6. The data processing method based on big data electronic information technology according to claim 5, characterized in that, To determine the cause of any potential problems, the corresponding steps include: If the hazard index of a certain group of numbered equipment is determined to be 1, and the comparison result is... If a device is identified as a potential early warning device, its fault index (vs) is entered into a pre-built early warning database for matching. The database stores historical fault cases and fault indices at the time of each case. The difference between the fault index (vs) of the early warning device and the corresponding historical fault indices (vs) is calculated, and the absolute value is taken. The historical fault index with the smallest difference is identified, and the corresponding historical fault case is extracted as the cause of the potential hazard of the early warning device. A circle is drawn with the location of the early warning device as the center and the distance as the radius. The technicians who are closest to the early warning device within the circle are selected as the solution personnel. The early warning device number and the cause of the potential hazard are sent to the solution personnel.

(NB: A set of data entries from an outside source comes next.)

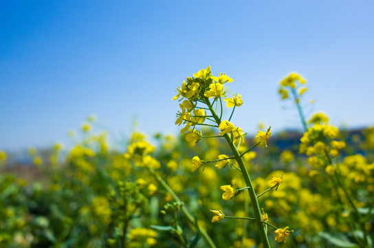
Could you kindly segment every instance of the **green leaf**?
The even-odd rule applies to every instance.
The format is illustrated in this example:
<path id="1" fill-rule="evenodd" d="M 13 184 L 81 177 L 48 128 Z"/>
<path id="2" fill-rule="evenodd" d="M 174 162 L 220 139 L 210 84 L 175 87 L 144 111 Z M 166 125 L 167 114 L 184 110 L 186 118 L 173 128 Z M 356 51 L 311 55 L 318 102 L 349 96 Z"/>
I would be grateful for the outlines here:
<path id="1" fill-rule="evenodd" d="M 343 235 L 332 236 L 331 234 L 324 231 L 321 231 L 318 234 L 318 235 L 320 237 L 327 239 L 328 241 L 331 242 L 338 247 L 359 247 L 358 245 L 351 242 Z"/>

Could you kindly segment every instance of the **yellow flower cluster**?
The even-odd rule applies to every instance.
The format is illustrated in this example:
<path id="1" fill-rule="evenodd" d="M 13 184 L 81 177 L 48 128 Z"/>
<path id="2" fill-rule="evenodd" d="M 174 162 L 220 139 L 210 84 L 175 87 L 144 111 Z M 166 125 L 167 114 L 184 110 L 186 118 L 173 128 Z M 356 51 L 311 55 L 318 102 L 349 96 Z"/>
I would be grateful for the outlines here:
<path id="1" fill-rule="evenodd" d="M 296 72 L 292 72 L 280 82 L 278 93 L 282 100 L 289 98 L 289 92 L 291 92 L 295 99 L 295 102 L 298 103 L 300 97 L 305 93 L 308 88 L 307 87 L 300 87 L 296 84 L 298 82 L 300 85 L 304 85 L 307 83 L 306 80 Z M 298 90 L 296 91 L 296 89 Z"/>
<path id="2" fill-rule="evenodd" d="M 144 242 L 149 246 L 153 246 L 157 243 L 157 233 L 153 230 L 136 227 L 129 233 L 129 238 L 131 242 L 144 244 Z"/>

7. The data processing method based on big data electronic information technology according to claim 6, characterized in that, Generate a comprehensive evaluation report of the current production process, specifically as follows: Extract the output index M of the current production process, and define the intervals of the three sets of indices corresponding to the output index M. Each interval of the indices corresponds to a production evaluation level. The production evaluation levels include poor, average, and excellent levels. The production index M in the current production process is matched with the range of the three sets of indices to determine the production evaluation level of the current production process. Set a passing score for each employee's performance index Ui, compare each employee's performance index Ui with the corresponding passing score, and if an employee's performance index Ui is higher than the corresponding passing score, the employee is judged as qualified; otherwise, the employee is judged as abnormal. The production assessment level, qualified employees, and abnormal employees of the current production process are filled into a pre-built report template to obtain a comprehensive assessment report of the current production process.

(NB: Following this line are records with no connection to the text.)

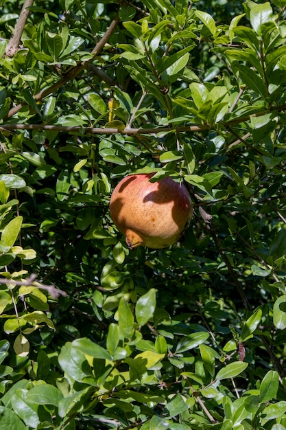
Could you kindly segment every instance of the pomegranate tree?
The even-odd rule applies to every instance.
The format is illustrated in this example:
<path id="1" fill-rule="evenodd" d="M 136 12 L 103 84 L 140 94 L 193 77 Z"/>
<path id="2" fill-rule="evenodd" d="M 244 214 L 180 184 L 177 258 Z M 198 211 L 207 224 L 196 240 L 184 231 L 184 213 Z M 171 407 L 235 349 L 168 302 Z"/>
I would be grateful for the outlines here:
<path id="1" fill-rule="evenodd" d="M 130 249 L 175 243 L 192 216 L 191 198 L 182 183 L 170 177 L 150 182 L 154 174 L 128 176 L 111 196 L 110 216 Z"/>

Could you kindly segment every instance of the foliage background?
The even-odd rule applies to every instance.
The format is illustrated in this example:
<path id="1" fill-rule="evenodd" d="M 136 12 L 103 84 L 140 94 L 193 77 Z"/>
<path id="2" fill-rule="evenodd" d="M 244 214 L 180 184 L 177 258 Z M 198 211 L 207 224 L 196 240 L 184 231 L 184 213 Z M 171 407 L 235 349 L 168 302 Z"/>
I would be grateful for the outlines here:
<path id="1" fill-rule="evenodd" d="M 286 429 L 286 1 L 0 4 L 0 429 Z M 110 218 L 142 171 L 169 249 Z"/>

8. A data processing system based on big data electronic information technology, applied to the data processing method based on big data electronic information technology proposed in any one of claims 1-7, characterized in that, include: Data Acquisition Module: Collects real-time operational data generated by each numbered piece of equipment in the production workshop during the production process, and simultaneously records product quality data and employee performance data during the production process. Storage module: Receives operating data of each numbered device, product quality data, and employee performance data during the production process in the production workshop. It marks the operating data of each numbered device, product quality data, and employee performance data as hot data, warm data, and cold data, respectively, and transmits them to the corresponding storage area for storage according to the marking results. Analysis module: Extracts and analyzes the operating data of each numbered device within a set time window from the thermal data to determine the hazard index of each numbered device within the current set time window; sets the evaluation deadline for product quality data and employee performance data; after the corresponding evaluation deadline is reached, analyzes the product quality data and employee performance data in the production process to determine the output index M and employee performance index Ui of the current production process. Generation module: Based on the determined hidden danger index of each numbered equipment, it executes the corresponding steps to determine the cause of the hidden danger, and generates a comprehensive evaluation report of the current production process based on the output index M and the performance index Ui of each employee in the production process.